= Erdős–Hajnal conjecture =

Conjecture in graph theory

Unsolved problem in mathematics: Do the graphs with a fixed forbidden induced subgraph necessarily have large cliques or large independent sets?

A claw-free graph with maximum clique highlighted red and maximum independent set highlighted blue

In graph theory, a branch of mathematics, the Erdős–Hajnal conjecture states that families of graphs defined by forbidden induced subgraphs have either large cliques or large independent sets. It is named for Paul Erdős and András Hajnal, who first posed it as an open problem in a paper from 1977.

More precisely, for an arbitrary undirected graph $H$, let $\mathcal{F}_H$ be the family of graphs that do not have $H$ as an induced subgraph. Then, according to the conjecture, there exists a constant $\delta_H > 0$ such that the $n$-vertex graphs in $\mathcal{F}_H$ have either a clique or an independent set of size $\Omega(n^{\delta_H})$. In other words, for any hereditary family $\mathcal{F}$ of graphs that is not the family of all graphs, there exists a constant $\delta_{\mathcal{F}}>0$ such that the $n$-vertex graphs in $\mathcal{F}$ have either a clique or an independent set of size $\Omega(n^{\delta_{\mathcal{F}}})$.

A convenient and symmetric reformulation of the Erdős–Hajnal conjecture is that for every graph $H$, the $H$-free graphs necessarily contain a perfect induced subgraph of polynomial size. This is because every perfect graph necessarily has either a clique or independent set of size proportional to the square root of their number of vertices, and conversely every clique or independent set is itself perfect.

Background on the conjecture can be found in two surveys, one of András Gyárfás and the other of Maria Chudnovsky.

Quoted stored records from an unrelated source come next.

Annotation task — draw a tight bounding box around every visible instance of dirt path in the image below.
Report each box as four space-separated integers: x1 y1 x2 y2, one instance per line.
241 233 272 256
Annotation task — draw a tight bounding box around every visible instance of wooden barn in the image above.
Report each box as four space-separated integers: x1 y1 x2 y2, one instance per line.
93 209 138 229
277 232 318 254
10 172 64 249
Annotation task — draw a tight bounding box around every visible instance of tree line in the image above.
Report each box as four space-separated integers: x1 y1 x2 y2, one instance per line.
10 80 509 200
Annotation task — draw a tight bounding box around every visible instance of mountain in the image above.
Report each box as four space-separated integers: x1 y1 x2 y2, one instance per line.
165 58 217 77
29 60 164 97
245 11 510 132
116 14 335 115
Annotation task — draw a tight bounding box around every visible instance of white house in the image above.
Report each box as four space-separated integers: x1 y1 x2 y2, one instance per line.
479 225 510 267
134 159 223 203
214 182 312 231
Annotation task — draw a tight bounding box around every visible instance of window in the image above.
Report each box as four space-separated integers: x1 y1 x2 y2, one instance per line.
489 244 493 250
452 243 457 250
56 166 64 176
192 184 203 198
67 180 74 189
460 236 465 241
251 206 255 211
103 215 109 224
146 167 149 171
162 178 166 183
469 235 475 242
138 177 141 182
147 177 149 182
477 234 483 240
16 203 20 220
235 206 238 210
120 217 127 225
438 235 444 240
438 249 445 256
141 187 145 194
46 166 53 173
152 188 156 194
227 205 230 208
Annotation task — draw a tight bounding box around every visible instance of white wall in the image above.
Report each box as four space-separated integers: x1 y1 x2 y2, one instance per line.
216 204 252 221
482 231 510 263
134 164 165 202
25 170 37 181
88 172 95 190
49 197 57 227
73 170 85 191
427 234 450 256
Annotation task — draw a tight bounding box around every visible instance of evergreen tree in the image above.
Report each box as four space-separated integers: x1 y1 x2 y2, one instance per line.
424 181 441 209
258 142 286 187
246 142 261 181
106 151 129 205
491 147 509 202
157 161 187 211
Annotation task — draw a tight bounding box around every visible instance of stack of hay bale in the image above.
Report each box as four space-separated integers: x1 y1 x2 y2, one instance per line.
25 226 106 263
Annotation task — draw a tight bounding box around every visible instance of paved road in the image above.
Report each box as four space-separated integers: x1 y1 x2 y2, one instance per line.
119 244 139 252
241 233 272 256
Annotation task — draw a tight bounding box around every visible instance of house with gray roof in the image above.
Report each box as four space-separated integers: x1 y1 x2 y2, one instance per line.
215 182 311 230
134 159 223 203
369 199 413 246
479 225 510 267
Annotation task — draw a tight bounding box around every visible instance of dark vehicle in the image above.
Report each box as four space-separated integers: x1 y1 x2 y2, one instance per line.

==Graphs without large cliques or independent sets==
In contrast, for random graphs in the Erdős–Rényi model with edge probability 1/2, both the maximum clique and the maximum independent set are much smaller: their size is proportional to the logarithm of $n$, rather than growing polynomially. Ramsey's theorem proves that no graph has both its maximum clique size and maximum independent set size smaller than logarithmic. Ramsey's theorem also implies the special case of the Erdős–Hajnal conjecture when $H$ itself is a clique or independent set.

==Partial results==
This conjecture is due to Paul Erdős and András Hajnal, who proved it to be true when $H$ is a cograph. They also showed, for arbitrary $H$, that the size of the largest clique or independent set grows superlogarithmically. More precisely, for every $H$ there is a constant $c$ such that the $n$-vertex $H$-free graphs have cliques or independent sets containing at least $\exp c\sqrt{\log n}$ vertices. The graphs $H$ for which the conjecture is true also include those with four verticies or less, all five-vertex graphs, and any graph that can be obtained from these and the cographs by modular decomposition.
As of 2024, however, the full conjecture has not been proven, and remains an open problem.

An earlier formulation of the conjecture, also by Erdős and Hajnal, concerns the special case when $H$ is a 5-vertex cycle graph. This case has been resolved by Maria Chudnovsky, Alex Scott, Paul Seymour, and Sophie Spirkl.

== Relation to the chromatic number of tournaments ==
Alon et al. showed that the following statement concerning tournaments is equivalent to the Erdős–Hajnal conjecture.

Conjecture. For every tournament $T$, there exists $\varepsilon(T) > 0$ and $c >0$ such that for every $T$-free tournament $G$ with $n$ vertices $\chi(G) \leq c \cdot n^{1-\varepsilon}$.

Here $\chi(G)$ denotes the chromatic number of $G$, which is the smallest $k \in \mathbb{N}$ such that there is a $k$-coloring for $G$. A coloring of a tournament $G$ is a mapping $\phi:V(G) \rightarrow \{1, \ldots ,k \}$ such that the color classes $\{v \in V(T): \phi(v) = i \}$ are transitive for all $i = 1, \ldots , k$.

The class of tournaments $H$ with the property that every $H$-free tournament $G$ has $\chi(G) \leq c(H)$ for some constant $c(H)$ satisfies this equivalent Erdős–Hajnal conjecture (with $\varepsilon = 1$). Such tournaments $H$, called heroes, were considered by Berger et al. There it is proven that a hero has a special structure which is as follows:

Theorem. A tournament is a hero if and only if all its strong components are heroes. A strong tournament with more than one vertex is a hero if and only if it equals $\Delta(H,k,1)$ or $\Delta(H,1,k)$ for some hero $H$ and some integer $k \geq 0$.

Here $\Delta(H,k,1)$ denotes the tournament with the three components $H$, the transitive tournament of size $k$ and a single node $q$. The arcs between the three components are defined as follows: $A = \{(v,w) : (v \in H \wedge w \in T_k)\vee (v \in T_k \wedge w = q) \vee (v = q \wedge w \in H) \}$. The tournament $\Delta(H,1,k)$ is defined analogously.